The other intriguing statement by Gil refers to the ‘look’ of the film and its tone:
Blackthorn would not be a film made up by grandiose images and ‘traditional aesthetic’, of slow camera movements and tall crane shots; but of closer images, near to the characters, that allow us to see the landscape through their eyes as they reveal the most intimate side of their dramatic voyage. The deep-seated feelings our main character feels for the land that has sheltered him; his feelings about the past and how they are reawakened by the appearance of his new comrade; his feelings towards the woman with whom he spends his afternoons, although the passion of love is absent, affection, respect and carnality are all present; his feelings toward a young man he has never met but who could very well be his son, to whom he writes and directs every last effort; how he feels about the small things that surround him, his clean but simple home, his horses, what he chooses to take with him on this last trek, where he chooses to sleep each night as they advance . . .
This is a thoughtful film, under-appreciated by critics but appealing to fans of Westerns, I think. Gil’s ideas about the camerawork are put into practice by Ruiz-Anchía and I wish I’d seen this on a giant screen. We see the two hunted men traversing the high salt flat plateaux and then we see their PoV as across the staggeringly beautiful landscapes the tiny figures of their hunters race towards them. By contrast, the camera loves the craggy, weatherbeaten face of Sam Shepard. It’s an iconic image and Shepard seems to become the image of all ageing cowboys (he even sings four popular folk songs on the soundtrack, including ‘Wayfaring Stranger’).

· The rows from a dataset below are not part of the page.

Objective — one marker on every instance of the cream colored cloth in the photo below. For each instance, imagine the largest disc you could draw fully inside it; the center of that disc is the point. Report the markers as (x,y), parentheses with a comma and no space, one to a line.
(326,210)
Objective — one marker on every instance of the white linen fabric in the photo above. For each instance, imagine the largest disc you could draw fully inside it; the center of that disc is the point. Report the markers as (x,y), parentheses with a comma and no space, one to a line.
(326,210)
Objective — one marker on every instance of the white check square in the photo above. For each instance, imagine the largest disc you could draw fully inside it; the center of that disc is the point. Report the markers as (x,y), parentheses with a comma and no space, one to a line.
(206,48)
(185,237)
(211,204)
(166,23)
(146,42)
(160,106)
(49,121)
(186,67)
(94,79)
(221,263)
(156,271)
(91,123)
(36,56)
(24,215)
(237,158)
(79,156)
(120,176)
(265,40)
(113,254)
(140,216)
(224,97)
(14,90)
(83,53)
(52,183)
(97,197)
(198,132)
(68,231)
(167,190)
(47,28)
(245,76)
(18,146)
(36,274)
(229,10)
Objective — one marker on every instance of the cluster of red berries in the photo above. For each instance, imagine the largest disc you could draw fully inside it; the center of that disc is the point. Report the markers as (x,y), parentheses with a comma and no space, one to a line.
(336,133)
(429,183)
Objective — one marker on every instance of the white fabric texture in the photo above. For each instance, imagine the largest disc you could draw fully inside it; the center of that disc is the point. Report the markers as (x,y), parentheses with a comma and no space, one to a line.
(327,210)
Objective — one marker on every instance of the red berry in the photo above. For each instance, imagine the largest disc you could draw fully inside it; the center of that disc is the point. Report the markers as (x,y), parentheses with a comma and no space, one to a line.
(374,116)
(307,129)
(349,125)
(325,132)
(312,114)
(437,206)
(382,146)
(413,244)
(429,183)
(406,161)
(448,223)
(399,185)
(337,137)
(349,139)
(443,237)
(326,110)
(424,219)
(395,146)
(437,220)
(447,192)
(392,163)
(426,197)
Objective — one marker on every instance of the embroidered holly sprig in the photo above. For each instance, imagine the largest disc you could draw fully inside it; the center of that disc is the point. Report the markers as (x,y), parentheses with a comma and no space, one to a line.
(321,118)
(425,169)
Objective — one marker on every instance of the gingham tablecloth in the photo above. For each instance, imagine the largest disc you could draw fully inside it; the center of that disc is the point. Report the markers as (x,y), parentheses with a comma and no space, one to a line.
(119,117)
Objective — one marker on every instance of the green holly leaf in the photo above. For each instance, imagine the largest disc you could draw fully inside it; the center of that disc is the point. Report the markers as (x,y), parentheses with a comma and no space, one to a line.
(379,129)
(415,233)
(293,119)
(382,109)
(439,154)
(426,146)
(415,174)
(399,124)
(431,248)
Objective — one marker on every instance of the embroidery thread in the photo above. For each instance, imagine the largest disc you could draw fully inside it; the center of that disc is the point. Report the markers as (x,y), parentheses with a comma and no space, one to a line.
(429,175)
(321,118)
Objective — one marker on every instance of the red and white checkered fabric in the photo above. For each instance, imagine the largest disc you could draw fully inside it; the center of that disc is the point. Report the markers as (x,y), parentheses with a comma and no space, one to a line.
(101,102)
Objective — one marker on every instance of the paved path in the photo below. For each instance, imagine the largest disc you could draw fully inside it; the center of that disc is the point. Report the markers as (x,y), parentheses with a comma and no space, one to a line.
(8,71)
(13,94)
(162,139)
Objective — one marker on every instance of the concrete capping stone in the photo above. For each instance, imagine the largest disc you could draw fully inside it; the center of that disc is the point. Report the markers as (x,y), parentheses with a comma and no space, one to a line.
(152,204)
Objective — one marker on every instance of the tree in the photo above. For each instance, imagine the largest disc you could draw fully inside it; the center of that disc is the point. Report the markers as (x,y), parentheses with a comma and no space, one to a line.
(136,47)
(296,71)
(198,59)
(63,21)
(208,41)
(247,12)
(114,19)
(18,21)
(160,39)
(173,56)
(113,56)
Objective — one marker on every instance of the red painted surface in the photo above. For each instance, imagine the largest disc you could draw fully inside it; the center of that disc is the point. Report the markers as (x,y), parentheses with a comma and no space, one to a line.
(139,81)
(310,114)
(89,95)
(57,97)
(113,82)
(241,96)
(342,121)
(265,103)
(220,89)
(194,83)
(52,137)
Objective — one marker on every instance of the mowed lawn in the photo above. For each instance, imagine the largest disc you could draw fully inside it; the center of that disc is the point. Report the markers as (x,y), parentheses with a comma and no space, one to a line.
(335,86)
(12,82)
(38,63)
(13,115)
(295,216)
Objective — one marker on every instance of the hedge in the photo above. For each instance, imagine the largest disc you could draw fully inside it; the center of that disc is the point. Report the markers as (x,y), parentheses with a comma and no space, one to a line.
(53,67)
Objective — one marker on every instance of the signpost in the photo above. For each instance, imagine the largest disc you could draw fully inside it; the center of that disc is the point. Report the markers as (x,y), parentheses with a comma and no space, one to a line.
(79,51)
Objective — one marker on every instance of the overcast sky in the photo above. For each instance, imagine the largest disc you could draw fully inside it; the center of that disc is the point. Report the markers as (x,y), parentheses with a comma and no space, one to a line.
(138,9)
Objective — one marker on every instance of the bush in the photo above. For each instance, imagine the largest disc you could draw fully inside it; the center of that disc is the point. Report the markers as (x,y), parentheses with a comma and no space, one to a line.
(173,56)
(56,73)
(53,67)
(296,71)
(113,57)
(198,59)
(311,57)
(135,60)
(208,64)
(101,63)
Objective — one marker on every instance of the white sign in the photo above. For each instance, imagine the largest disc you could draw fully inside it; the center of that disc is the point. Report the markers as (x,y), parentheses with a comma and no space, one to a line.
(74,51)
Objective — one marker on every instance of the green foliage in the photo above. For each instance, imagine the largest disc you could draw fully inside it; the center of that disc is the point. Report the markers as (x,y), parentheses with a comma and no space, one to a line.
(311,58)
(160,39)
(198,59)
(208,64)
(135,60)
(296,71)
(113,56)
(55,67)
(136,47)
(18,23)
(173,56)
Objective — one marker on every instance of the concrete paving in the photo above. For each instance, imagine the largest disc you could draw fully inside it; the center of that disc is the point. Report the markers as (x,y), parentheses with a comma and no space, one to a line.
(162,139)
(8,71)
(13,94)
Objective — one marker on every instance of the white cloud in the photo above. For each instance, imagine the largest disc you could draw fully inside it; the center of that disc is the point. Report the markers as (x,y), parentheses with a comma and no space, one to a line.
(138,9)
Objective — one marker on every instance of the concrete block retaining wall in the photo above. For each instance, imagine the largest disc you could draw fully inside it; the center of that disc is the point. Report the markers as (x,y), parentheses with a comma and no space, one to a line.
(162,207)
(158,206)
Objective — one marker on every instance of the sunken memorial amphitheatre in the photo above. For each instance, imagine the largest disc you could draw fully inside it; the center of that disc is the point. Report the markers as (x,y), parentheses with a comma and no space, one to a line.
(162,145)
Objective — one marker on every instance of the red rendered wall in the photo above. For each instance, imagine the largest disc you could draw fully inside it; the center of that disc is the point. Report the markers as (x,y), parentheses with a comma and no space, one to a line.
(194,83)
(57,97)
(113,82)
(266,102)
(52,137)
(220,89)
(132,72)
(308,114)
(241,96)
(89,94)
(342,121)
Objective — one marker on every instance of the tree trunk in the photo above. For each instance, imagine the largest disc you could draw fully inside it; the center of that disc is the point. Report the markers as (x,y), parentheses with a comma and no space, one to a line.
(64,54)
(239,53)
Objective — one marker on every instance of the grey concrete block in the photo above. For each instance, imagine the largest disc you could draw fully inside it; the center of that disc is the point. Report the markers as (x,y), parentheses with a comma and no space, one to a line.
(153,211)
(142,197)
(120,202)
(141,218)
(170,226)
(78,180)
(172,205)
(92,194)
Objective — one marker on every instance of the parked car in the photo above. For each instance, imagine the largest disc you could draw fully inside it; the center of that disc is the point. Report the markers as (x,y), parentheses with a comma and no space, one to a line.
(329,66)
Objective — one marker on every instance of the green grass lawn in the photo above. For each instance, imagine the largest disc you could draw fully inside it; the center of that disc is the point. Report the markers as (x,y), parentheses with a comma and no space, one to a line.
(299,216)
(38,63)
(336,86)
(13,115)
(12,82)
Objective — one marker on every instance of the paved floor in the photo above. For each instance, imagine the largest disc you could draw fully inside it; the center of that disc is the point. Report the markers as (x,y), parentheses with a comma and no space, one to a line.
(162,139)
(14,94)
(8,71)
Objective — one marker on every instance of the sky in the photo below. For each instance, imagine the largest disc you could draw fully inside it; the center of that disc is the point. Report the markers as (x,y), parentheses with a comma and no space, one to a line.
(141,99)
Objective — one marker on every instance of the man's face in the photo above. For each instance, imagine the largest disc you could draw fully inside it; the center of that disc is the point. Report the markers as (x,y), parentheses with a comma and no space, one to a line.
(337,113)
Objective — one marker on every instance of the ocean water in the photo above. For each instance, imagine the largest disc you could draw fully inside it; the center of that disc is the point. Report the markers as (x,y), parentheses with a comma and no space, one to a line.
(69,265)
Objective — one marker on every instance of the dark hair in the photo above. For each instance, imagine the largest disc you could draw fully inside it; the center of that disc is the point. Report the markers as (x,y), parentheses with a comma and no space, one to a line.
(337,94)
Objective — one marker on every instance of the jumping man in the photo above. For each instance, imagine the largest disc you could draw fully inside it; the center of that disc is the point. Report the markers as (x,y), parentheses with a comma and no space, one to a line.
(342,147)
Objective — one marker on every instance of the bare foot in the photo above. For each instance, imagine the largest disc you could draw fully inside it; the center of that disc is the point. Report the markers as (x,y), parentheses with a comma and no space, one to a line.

Gil’s comments ring true in the simplicity and realism of his vision. This is one of the most beautiful, but also the harshest Westerns I’ve seen. It’s slow and pensive despite various shoot-outs. It has little to do with most Italian Westerns that I’ve seen, though the use of Irish actors – Etta is played by Dominique McElligott in the flashback sequences – did remind me of Leone’s Fistful of Dynamite and Louis Malle’s Viva Maria with their Irish characters. In the classic twilight Western, the two central characters are usually two men of the same age with different views on how to deal with the death of the West. Here, Blackthorn tries to reconcile his past with a still possible future whereas the Noriega character is a younger man and a pragmatist. The other difference here is the role of the indigenous people of Bolivia who are not typed in the same way as Mexicans or Native Americans. They make up the group of hunters but they are ‘personalised’ in the character of Blackthorn’s lover played Yana played by the Peruvian actor with a growing presence in international cinema, Magaly Solier (see Magallanes, Peru 2015).
Blackthorn has some Spanish dialogue but is mainly in English. It’s well worth seeing.